As a general policy we believe ideas for privatization of governmental services are always worth a good hard look. The city’s sale of Klamath Memorial Park a few years ago effectively privatized that cemetery, got the city out of competition with the private sector and saved tax dollars. However, not all privatization is equally justified.
It has been proposed that privatization of a portion of the local ambulance service be considered. The Community Public Safety Advisory Committee has been presented such an option by the local air ambulance company. It is good that this proposal will spark a committee discussion of the state of ambulance service countywide, but privatization of ambulance service raises some serious questions for the committee and the public to address:
Ambulance service in the Klamath Falls area originally was provided by the private sector. It did not survive and when it went, the fire departments were forced to quickly step in.
At the time the private company finally failed some 30 years ago, service consisted of little more than a driver and a vehicle. Patient during transport the hospital routinely was provided by “loaned” EMT-trained firefighters. Today, EMT-trained firefighters are the first responders, providing advanced life support and transport to the hospital. Will a private company assure such advanced life support staffing levels continue?
Emergency medical service providers countywide work extremely well together and are extremely efficient. Most of rural Klamath County receives its ambulance service coverage through districts staffed by volunteers.
If those district units are already committed or otherwise not available, neighboring districts are called on with Fire District No. 1 acting as the ultimate backstop for the county. If FD1 is no longer available for backup, large areas of rural Klamath County will periodically be without ambulance service. Will a private company assure continued backup support for the rural areas of the county?

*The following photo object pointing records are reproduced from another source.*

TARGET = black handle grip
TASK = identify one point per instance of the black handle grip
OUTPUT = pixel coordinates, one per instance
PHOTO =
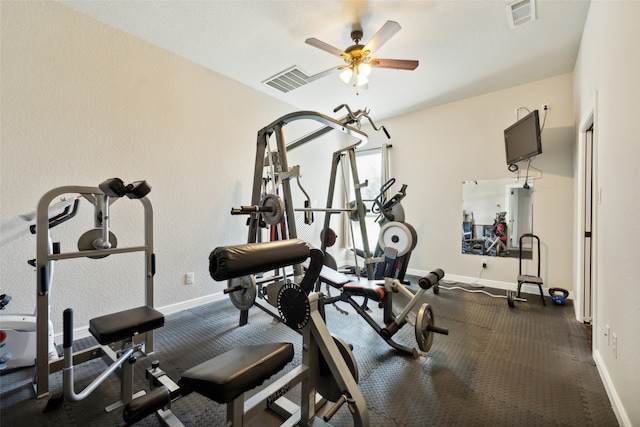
(232, 289)
(67, 324)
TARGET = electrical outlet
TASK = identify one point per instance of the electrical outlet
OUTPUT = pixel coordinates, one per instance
(188, 279)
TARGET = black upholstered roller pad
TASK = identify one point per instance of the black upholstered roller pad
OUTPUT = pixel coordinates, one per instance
(124, 324)
(228, 262)
(230, 374)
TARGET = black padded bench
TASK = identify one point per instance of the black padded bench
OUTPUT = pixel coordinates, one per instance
(227, 376)
(125, 324)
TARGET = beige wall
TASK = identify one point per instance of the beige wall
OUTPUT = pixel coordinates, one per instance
(606, 83)
(435, 150)
(82, 102)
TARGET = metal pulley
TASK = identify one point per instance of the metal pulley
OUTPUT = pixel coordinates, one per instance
(242, 291)
(424, 323)
(272, 209)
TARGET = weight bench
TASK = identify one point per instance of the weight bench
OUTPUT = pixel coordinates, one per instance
(327, 371)
(109, 329)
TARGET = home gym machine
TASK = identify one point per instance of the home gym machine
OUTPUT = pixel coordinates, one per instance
(328, 367)
(18, 331)
(396, 241)
(96, 243)
(272, 201)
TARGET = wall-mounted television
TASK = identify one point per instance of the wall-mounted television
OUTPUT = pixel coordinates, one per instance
(522, 139)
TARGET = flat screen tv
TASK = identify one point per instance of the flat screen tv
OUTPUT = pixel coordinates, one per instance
(522, 139)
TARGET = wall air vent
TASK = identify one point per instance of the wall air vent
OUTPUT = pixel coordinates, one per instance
(521, 12)
(288, 80)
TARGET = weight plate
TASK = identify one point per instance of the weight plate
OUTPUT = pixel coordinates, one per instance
(397, 235)
(424, 319)
(511, 297)
(276, 205)
(293, 306)
(85, 242)
(244, 298)
(326, 384)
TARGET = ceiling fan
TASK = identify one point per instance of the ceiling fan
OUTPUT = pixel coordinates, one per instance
(358, 57)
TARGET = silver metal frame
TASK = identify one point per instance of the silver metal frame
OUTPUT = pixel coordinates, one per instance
(44, 367)
(277, 128)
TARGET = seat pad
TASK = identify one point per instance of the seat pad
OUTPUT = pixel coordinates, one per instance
(124, 324)
(229, 375)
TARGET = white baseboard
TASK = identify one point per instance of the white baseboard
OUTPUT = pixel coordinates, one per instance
(527, 289)
(616, 404)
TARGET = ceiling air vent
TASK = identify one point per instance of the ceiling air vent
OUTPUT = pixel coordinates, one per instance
(521, 12)
(287, 80)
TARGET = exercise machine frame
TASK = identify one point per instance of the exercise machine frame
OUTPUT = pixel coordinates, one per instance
(285, 174)
(101, 202)
(301, 310)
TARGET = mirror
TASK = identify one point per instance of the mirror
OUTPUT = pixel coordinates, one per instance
(495, 213)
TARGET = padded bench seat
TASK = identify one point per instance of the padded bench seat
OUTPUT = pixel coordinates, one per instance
(229, 375)
(125, 324)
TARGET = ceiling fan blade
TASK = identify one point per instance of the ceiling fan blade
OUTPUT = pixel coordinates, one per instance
(398, 64)
(324, 46)
(383, 35)
(322, 74)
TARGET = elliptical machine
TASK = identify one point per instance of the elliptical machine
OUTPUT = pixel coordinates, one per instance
(18, 331)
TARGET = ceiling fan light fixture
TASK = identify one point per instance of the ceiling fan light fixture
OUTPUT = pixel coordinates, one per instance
(364, 69)
(345, 76)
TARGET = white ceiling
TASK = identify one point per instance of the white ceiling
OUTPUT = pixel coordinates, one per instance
(465, 48)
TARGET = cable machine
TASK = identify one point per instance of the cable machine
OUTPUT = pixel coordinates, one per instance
(277, 210)
(96, 243)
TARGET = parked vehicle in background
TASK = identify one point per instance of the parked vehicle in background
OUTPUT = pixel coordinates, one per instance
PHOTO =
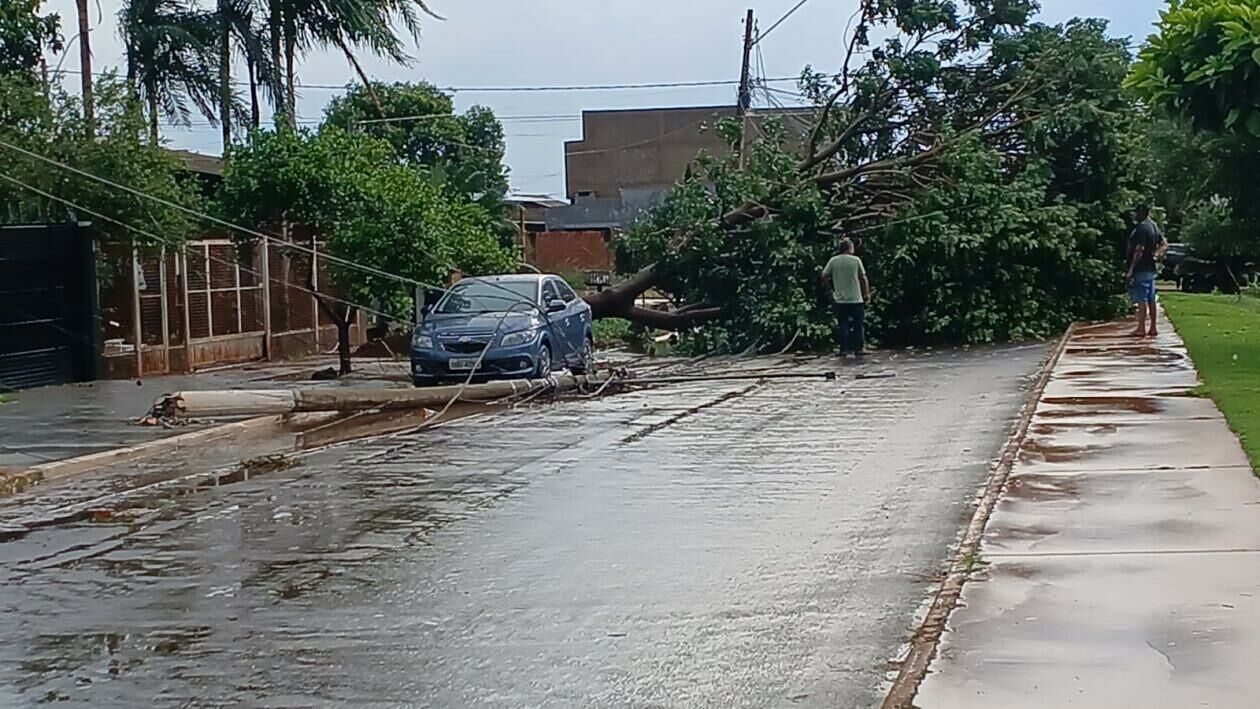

If the ambulance service is privatized, FD1 will lose another dozen firefighters and the public will realize no tax savings.
Currently the ambulance almost covers its cost, bringing in $1.5 million in revenue annually to FD1. These dollars are “fees for service” primarily received from insurance carriers, Medicare and Medicaid. They are not local property tax dollars and in most cases are not even locally paid fees.
If the fire district is no longer providing the ambulance service, it will no longer receive the $1.5 million in revenue and that revenue equates to a dozen EMT-trained firefighters.
A private company can probably provide ambulance service more cost effectively. Whether or not those cost savings would result in reduced transport fees and therefore savings, in some form, to local residents is a question for the committee to explore.
The bigger question for the committee to consider is the impact of the potential loss of a dozen paid firefighters. Firefighters are cross-trained as emergency responders for medical, fire, rescue and hazardous material spill incidents.
Even if the ambulance is privatized there will remain an expectation that EMT-trained firefighters will act as first-responders for medical emergencies.
With sufficient staffing, the district has the flexibility to dispatch cross-trained personnel to various types of incidents as needed with call back and mutual aid available as needed. FD1 is already operating about as lean as advisable, having lost nine people over the last five years.
At some point, loss of staffing will seriously impact response times and service levels. This potential adverse service impact on the public will be the most important question for the committee to consider as it looks at privatization.
For the record, we do not think this proposed privatization will pass muster.